Processi creativi che ritroviamo anche in una nuova opera, un Busto di santo domenicano (Ferrara, collezione Emanuele Scabbia, Fig. 29), che forse raffigura lo stesso santo fondatore dell’Ordine, dato che le fonti tra Sette e Ottocento (Oretti, Giordani e Lanzi) ricordano un dipinto di Cantarini con San Domenico nell’omonima chiesa di Pesaro segnalandone peraltro lo stato ‘deperito’. Non è detto che, come nel caso della Testa virile, pure questo sia il risultato di un taglio, potrebbe anche trattarsi di uno studio per il volto protagonista della pala d’altare marchigiana.

Se, come abbiamo visto, per Guido Reni la vestizione degli abiti di Raffaello equivaleva ad abbracciare un programma neoplatonico, per Simone il carico di evocazione doveva essere almeno elevato alla potenza e la prova diveniva un esame sia di precisione che di prospettiva. Quasi come la cruna delle sette asce da centrare con una freccia, scoccata dall’arco di Ulisse.
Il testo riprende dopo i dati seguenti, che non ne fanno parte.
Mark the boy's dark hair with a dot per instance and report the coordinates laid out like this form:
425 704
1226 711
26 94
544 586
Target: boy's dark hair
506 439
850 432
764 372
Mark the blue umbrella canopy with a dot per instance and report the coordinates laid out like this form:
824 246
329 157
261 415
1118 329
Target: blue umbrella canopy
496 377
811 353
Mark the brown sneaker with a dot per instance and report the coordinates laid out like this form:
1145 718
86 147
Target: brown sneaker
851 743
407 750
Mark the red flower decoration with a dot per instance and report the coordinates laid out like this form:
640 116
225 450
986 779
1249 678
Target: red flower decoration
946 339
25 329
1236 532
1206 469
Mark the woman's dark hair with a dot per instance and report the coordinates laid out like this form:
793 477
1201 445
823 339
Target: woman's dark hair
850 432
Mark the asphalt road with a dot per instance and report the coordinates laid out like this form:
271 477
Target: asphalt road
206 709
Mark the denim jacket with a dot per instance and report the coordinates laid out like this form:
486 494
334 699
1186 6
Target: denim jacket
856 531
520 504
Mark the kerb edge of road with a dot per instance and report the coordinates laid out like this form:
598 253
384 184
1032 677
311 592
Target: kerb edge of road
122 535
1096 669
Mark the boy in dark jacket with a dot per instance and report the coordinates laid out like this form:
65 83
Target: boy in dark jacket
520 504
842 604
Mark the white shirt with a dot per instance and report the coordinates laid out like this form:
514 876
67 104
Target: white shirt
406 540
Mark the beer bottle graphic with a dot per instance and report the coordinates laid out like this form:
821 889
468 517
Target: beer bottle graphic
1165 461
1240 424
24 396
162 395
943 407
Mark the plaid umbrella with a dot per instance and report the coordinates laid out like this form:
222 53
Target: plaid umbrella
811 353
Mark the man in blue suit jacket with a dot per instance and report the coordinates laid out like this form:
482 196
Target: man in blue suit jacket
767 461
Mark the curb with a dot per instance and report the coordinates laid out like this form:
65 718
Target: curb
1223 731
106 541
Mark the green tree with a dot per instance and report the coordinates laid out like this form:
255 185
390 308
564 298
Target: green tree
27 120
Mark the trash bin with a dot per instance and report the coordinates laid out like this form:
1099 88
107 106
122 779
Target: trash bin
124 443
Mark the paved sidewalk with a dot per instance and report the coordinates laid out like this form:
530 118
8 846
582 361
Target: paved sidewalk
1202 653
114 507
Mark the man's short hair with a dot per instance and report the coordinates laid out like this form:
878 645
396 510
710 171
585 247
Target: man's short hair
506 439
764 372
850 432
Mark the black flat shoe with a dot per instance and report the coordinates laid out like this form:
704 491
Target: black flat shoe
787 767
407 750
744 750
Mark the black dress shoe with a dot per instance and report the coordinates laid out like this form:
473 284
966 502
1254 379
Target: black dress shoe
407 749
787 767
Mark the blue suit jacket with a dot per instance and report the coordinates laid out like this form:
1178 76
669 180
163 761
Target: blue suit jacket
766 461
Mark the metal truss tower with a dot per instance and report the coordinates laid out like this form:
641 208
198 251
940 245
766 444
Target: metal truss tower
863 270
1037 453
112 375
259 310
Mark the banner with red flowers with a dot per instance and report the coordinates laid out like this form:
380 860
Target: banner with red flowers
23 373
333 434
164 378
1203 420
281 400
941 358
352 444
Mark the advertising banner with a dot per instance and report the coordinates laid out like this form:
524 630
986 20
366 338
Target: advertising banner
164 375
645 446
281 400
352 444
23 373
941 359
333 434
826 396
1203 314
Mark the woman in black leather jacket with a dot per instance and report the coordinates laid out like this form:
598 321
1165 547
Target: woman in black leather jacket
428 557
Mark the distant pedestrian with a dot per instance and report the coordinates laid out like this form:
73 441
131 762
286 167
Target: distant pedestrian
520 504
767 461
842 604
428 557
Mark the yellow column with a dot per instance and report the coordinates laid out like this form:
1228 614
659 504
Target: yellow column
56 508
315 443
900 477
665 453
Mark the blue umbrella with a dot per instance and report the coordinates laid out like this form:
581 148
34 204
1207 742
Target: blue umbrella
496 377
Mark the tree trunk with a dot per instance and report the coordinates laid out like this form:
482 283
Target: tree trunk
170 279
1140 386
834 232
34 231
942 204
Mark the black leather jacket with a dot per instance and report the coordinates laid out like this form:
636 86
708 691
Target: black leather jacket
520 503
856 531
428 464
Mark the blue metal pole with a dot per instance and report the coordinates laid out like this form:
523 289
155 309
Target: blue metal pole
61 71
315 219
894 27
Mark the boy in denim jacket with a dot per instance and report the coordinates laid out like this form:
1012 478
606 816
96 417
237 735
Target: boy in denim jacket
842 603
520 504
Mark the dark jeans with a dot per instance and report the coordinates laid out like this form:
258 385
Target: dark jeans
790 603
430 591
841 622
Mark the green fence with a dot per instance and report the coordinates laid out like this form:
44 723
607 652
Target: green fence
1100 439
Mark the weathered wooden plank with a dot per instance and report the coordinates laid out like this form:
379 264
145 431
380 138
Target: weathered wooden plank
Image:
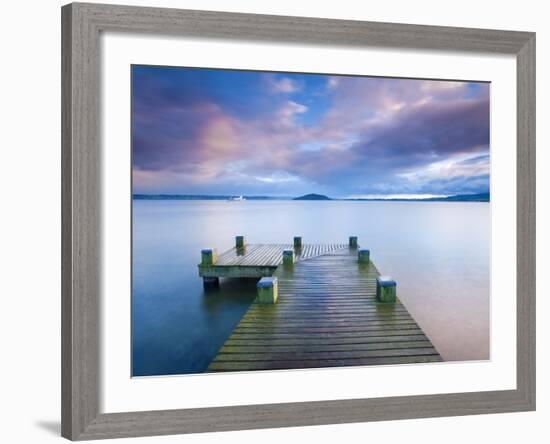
327 315
320 347
305 356
280 365
253 341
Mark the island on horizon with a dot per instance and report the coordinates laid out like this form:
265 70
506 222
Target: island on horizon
313 196
478 197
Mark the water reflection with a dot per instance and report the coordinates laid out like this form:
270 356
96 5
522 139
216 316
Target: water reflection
438 253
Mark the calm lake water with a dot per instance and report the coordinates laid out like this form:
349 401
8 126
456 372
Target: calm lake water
438 252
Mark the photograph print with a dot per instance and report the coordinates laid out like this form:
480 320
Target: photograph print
286 221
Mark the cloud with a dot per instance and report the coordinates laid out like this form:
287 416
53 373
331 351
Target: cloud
283 84
196 132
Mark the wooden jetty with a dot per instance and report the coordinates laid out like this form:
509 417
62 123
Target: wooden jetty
326 313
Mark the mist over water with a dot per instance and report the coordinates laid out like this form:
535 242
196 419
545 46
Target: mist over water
438 252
Ci saranno diversi altri artisti bolognesi a cimentarsi con quella difficile arma, almeno per tutto il Settecento, ma ha senso concludere la carrellata sullo sguardo epilēptikós (che in antico significava ‘colto di sorpresa, preso all’improvviso’) con il primo allievo di Cantarini: Flaminio Torri (Bologna 1620 – Modena 1661).
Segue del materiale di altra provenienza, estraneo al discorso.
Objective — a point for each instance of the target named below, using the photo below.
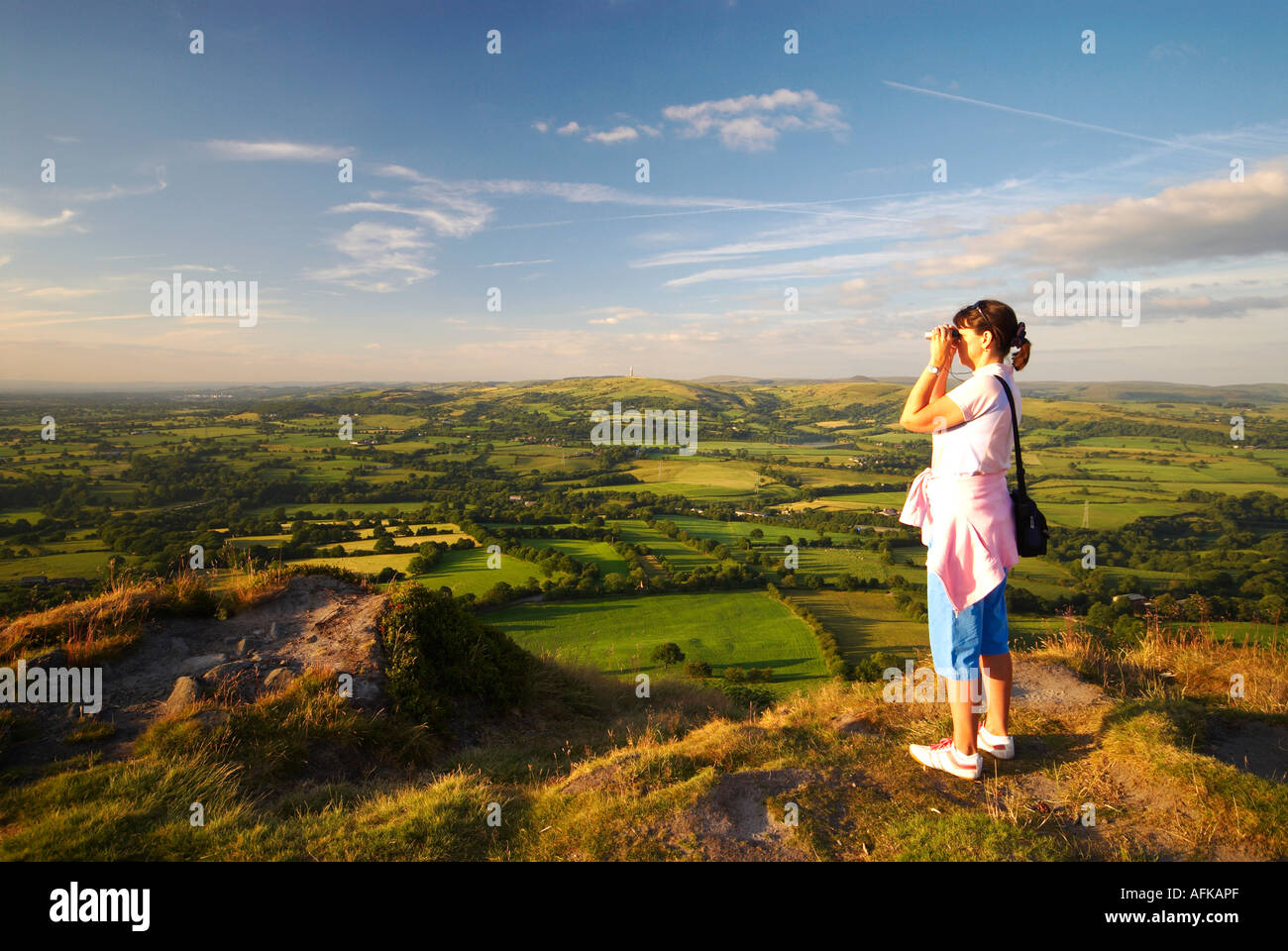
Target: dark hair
(996, 316)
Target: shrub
(437, 651)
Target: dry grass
(1176, 664)
(103, 626)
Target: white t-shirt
(983, 444)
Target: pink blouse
(974, 531)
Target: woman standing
(964, 508)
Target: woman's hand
(941, 346)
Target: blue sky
(768, 171)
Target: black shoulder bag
(1030, 531)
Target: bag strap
(1016, 429)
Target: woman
(964, 508)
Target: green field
(616, 635)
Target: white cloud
(754, 123)
(622, 133)
(616, 315)
(275, 151)
(59, 291)
(378, 254)
(14, 221)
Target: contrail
(1055, 119)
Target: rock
(237, 677)
(187, 690)
(50, 659)
(194, 665)
(279, 678)
(226, 672)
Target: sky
(905, 161)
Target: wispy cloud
(754, 123)
(1170, 144)
(60, 292)
(382, 258)
(20, 222)
(239, 150)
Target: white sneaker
(997, 746)
(944, 755)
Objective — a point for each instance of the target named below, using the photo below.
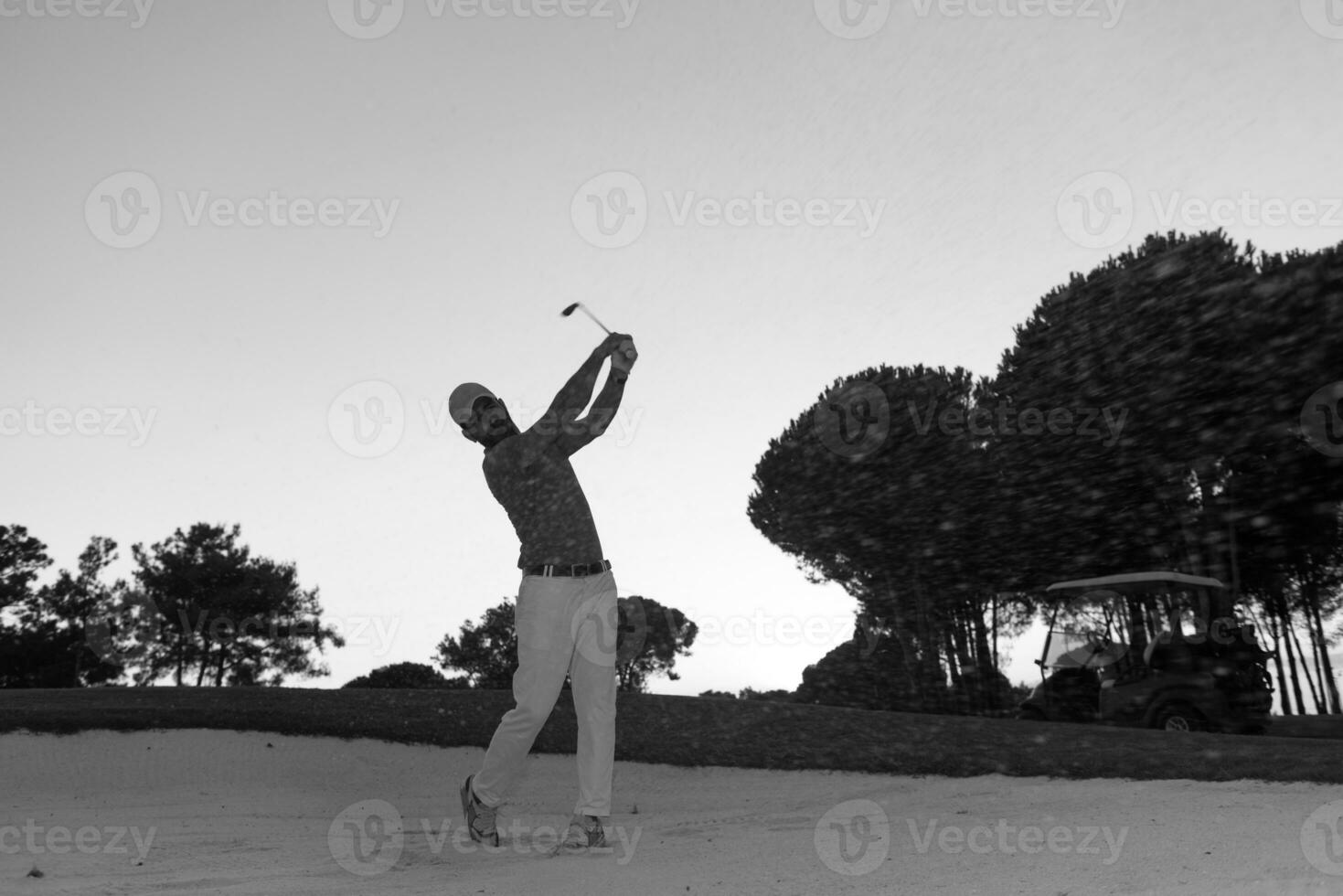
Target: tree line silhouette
(944, 503)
Talvolta, distinguere la lezione a pennellate ritmiche di Simone dalle ombrose prove di Flaminio, appare cosa quasi inspiegabile a parole. Come necessitasse di una comparazione tautologica, comprensibile solo attraverso sfumature minime, tra finezze e liquidi di contrasto. Il precario viatico per cogliere le loro differenze può rintracciarsi nella leggera sottolineatura enfatica che si evince in Flaminio Torri, sia nei disegni che nell’uso del pennello.
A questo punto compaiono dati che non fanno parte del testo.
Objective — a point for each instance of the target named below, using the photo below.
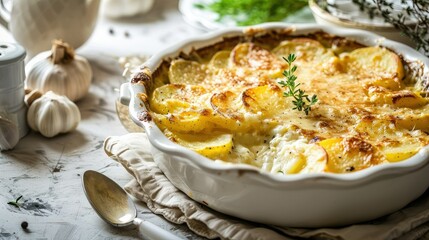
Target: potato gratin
(225, 103)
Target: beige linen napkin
(152, 187)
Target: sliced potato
(376, 62)
(305, 49)
(227, 104)
(173, 98)
(214, 146)
(189, 121)
(266, 100)
(220, 59)
(187, 72)
(253, 56)
(401, 152)
(413, 121)
(350, 154)
(401, 99)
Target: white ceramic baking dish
(301, 200)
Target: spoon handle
(151, 231)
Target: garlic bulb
(9, 134)
(60, 71)
(125, 8)
(52, 114)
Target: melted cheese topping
(232, 109)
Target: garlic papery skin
(9, 134)
(52, 114)
(60, 71)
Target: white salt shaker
(12, 77)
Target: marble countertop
(47, 171)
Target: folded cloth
(152, 187)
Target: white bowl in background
(300, 200)
(348, 15)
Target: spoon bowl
(114, 206)
(109, 200)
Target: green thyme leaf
(301, 100)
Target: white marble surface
(47, 172)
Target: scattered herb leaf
(15, 203)
(301, 100)
(24, 225)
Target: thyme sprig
(302, 101)
(15, 203)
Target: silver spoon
(114, 206)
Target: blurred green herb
(249, 12)
(301, 100)
(15, 203)
(411, 17)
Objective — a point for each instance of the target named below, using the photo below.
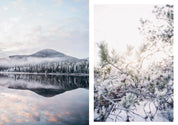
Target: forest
(138, 85)
(67, 66)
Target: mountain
(46, 53)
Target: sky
(27, 26)
(118, 25)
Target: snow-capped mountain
(45, 53)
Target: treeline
(81, 66)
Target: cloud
(5, 8)
(59, 2)
(16, 2)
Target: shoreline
(59, 74)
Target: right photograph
(133, 63)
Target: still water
(44, 100)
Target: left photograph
(44, 62)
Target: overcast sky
(27, 26)
(118, 25)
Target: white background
(92, 57)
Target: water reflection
(45, 85)
(27, 104)
(26, 107)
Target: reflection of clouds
(31, 108)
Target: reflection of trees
(60, 83)
(64, 82)
(128, 89)
(75, 66)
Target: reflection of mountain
(45, 85)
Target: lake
(32, 99)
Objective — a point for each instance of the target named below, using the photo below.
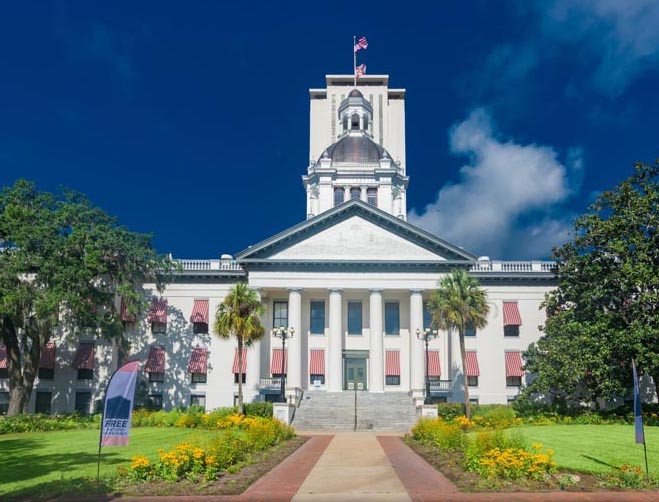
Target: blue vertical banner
(118, 406)
(638, 409)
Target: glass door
(355, 374)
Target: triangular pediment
(356, 232)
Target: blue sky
(190, 120)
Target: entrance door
(355, 374)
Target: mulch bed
(227, 484)
(450, 464)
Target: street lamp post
(427, 335)
(284, 334)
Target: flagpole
(354, 61)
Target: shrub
(258, 409)
(442, 434)
(450, 411)
(36, 422)
(232, 446)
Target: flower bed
(240, 437)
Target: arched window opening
(339, 194)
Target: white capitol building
(351, 279)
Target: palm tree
(239, 317)
(459, 303)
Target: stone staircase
(390, 411)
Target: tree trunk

30. Flaminio Torri, Busto virile, Milano, Pinacoteca di Brera (come anonimo emiliano del XVII secolo)
31. Flaminio Torri?, Studio di testa virile, Roma, Istituto Centrale per la Grafica (come Livio Mehus)
32. Flaminio Torri, Addolorata, Modena, Galleria Estense (come anonimo)
33. Flaminio Torri, Studio di testa, Londra, Royal Collection Trust (come scuola di Guido Reni)
34. Flaminio Torri, Studio di testa muliebre, Firenze, Gabinetto dei Disegni e delle Stampe degli Uffizi (come Giovanni Andrea Sirani)

 

35 . Simone Cantarini, Studio di testa con gli occhi rivolti al cielo, Chicago, Art Institute

Tutta la sequenza presentata in questo testo si manifesta come un ‘battesimo di postura’ a cui i pittori bolognesi dovevano sottoporsi e forse per qualcuno di questi – oltre a Reni va allora aggiunto Cantarini -, quel punto preciso del mondo pittorico doveva fare l’effetto che a Borges provocò il baule degli zii e la illuminante caduta dalle scale che portavano alla cantina di casa.